3 min read

When Testing Tools Attack!

The nature of synthetic testing tools is that they are normally attempting to simulate some form of real-world workload, without actually having to have an entire environment setup to generate a real workload. The key word there is "simulate" - the traffic patterns they are using are very rarely exactly the same as for the workload they are simulating, but are instead a proxy workload that is presumed will give the same results as the real workload.

Unfortunately there are often cases where the mechanisms used to simulate traffic differ enough from real-world workloads that, whilst they may appear to be generating real-world situations, are actually doing something completely different.

A great example of this is the vdbench "rhpct" and "whpct" options. These two options allow you to specify a "read hit" and "write hit" percentage for traffic being generated. Vdbench will then attempt to generate traffic patterns that will cause the array to match the read and write cache hit percentages specified. It does this by focusing the requested percentage of traffic over a very small area of the LUN - 1 MB by default - and the remaining traffic over the rest of the LUN, with the expectation being that the 1MB of data being repeatedly read/written will end up locked in cache - and indeed this is generally what will happen on all arrays.

Whilst this works fine in terms of simulating the requested cache hit ratio, the traffic that is being generated is now completely atypical for a real environment - a cache hit rate of 50% will mean that fully half of the traffic being written/read will be going to/from a single 1MB range, which is something that would never actually happen in a real-world environment.

And for most arrays, this might not matter. But for some, including XtremIO, it does!

One of XtremIO's core design philosophies is "balance". Requests are balanced across all cores, all storage controllers, all paths, and all SSDs. One of the mechanisms used to obtain this balance is the natural "randomness" of storage, both in terms of the data itself, but also the natural distribution of data across a disk. To this end, we distribute requests across all cores in all storage controllers by breaking out the LUNs being presented to a host into 1MB segments, with the first 1MB segment being handled by the first core on the first storage controller, the 2nd 1MB by the second core on that storage controller, the 3rd 1MB by the first core on the second storage controller, and so on - looping back to the first core when we run out of storage controllers.

Given the natural random-ish nature of the requests, this results in a near perfect random distribution across all cores, giving the perfect balance that we desire. Or at least, it normally does.

You can probably already see where this is going! XtremIO splits between storage controllers based (in part) on 1MB chunks of the LBA. VDBench rhpct/whpct sends requests to a single 1MB chunk of the LBA. The end result is a very unbalanced system :

Unbalanced CPU

Notice how one single CPU core is much busier than the others? That's with a rhpct of 75%, so 75% of requests are being serviced by one core, with the other 7 cores only handling 25% of requests. Thankfully the LBA split only controls the balancing of one part of the XtremIO request, so the imbalance isn't as bad as it could be - but it's still enough that latency and maximum IOPS will be impacted.

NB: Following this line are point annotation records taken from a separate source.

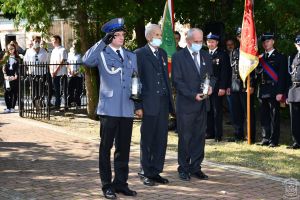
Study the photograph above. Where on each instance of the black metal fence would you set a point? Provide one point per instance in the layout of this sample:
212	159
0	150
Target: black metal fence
41	95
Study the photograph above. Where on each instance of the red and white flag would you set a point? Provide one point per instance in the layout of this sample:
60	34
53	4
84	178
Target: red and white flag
248	47
168	39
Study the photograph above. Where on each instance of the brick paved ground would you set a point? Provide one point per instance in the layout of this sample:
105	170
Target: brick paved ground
41	161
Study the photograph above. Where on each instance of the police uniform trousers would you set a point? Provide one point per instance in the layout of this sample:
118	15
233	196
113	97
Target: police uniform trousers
75	86
239	112
118	131
191	132
215	117
11	95
270	120
295	121
154	136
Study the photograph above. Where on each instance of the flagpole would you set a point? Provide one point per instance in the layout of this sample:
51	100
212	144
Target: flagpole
248	111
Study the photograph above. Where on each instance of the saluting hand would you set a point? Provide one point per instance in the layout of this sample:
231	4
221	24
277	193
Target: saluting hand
108	38
279	97
139	113
221	92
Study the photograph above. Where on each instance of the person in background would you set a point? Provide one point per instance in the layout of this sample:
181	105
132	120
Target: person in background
19	49
272	88
11	62
36	58
222	72
177	40
75	77
294	96
58	70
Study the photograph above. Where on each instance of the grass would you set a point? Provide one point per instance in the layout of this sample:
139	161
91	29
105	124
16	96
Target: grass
274	161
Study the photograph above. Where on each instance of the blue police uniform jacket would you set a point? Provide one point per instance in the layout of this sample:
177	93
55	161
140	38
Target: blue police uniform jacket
115	79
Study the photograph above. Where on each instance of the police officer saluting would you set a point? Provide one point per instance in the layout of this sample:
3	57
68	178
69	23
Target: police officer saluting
294	97
222	71
116	66
272	74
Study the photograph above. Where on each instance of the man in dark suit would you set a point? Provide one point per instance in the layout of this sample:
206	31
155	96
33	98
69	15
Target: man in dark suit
155	107
190	66
239	98
272	73
177	37
222	72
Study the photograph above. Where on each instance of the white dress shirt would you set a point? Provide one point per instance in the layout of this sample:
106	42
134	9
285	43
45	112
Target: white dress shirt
74	60
33	59
58	55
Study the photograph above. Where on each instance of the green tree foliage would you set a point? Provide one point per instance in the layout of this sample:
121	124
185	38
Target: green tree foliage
278	16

Specifically for the VDbench rhpct/whpct problem the good news is that it's easy to fix - VDbench provides a "hitarea" setting that controls the size of the area it uses to generate "hits". Increasing this setting from the default of 1MB to be an exact multiple of the number of cores in the array (ie, 4MB for a single brick, 8MB for a dual bricks, etc) will spread the load evenly across all storage controllers, whilst still being a small enough number to basically guarantee a cache hit.

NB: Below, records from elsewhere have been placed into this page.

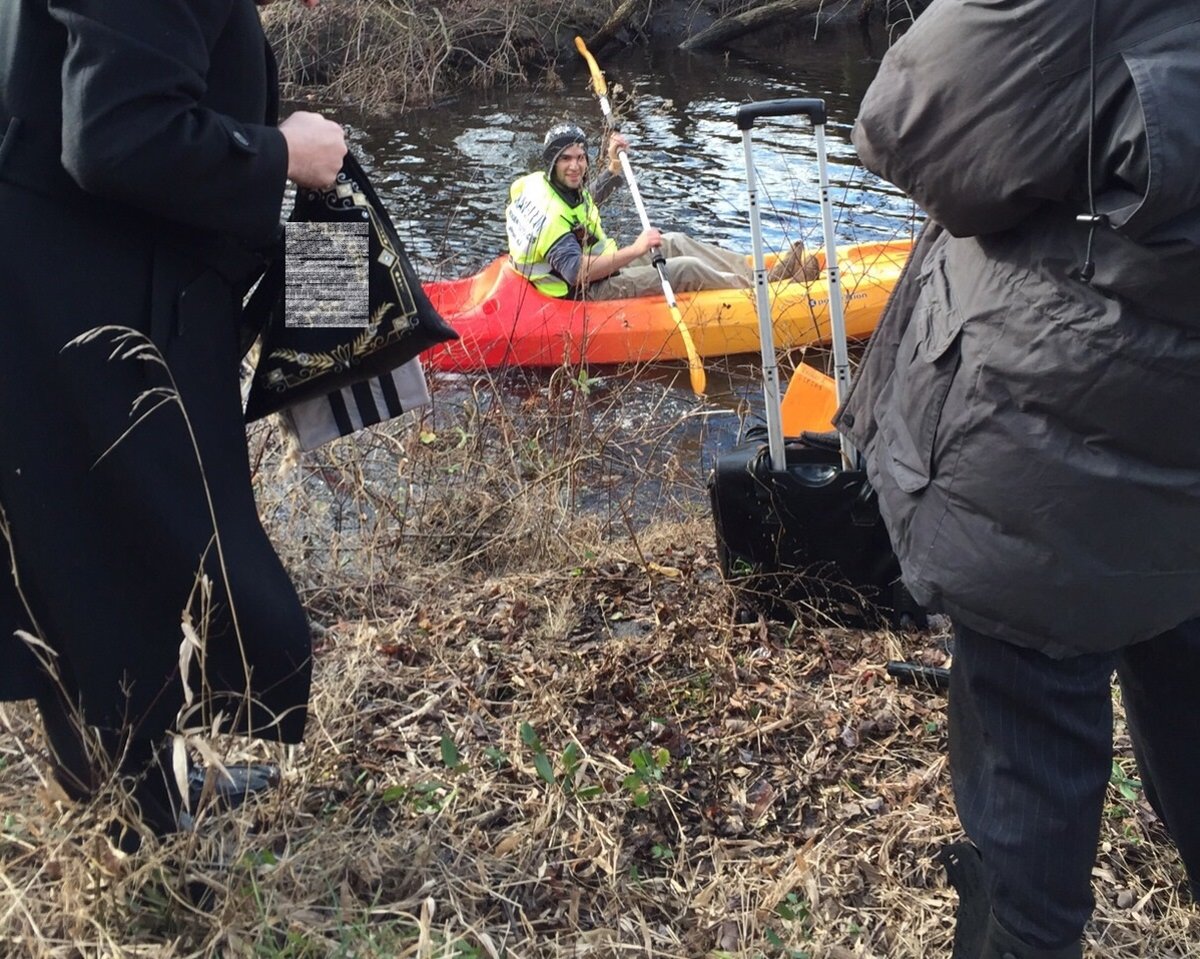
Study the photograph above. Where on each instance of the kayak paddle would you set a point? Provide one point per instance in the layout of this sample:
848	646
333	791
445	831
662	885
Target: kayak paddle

The same test as above, only with hitarea set to 8MB shows a much more balanced result, and a higher overall IOPS rate with lower latency :

Balanced CPU

VDbench has another option that triggers this imbalance, "hotband", however this option doesn't have such a simple workaround, and more importantly appears to be fundamentally broken in that it doesn't act as is described in the documentation - but that's a topic for another day...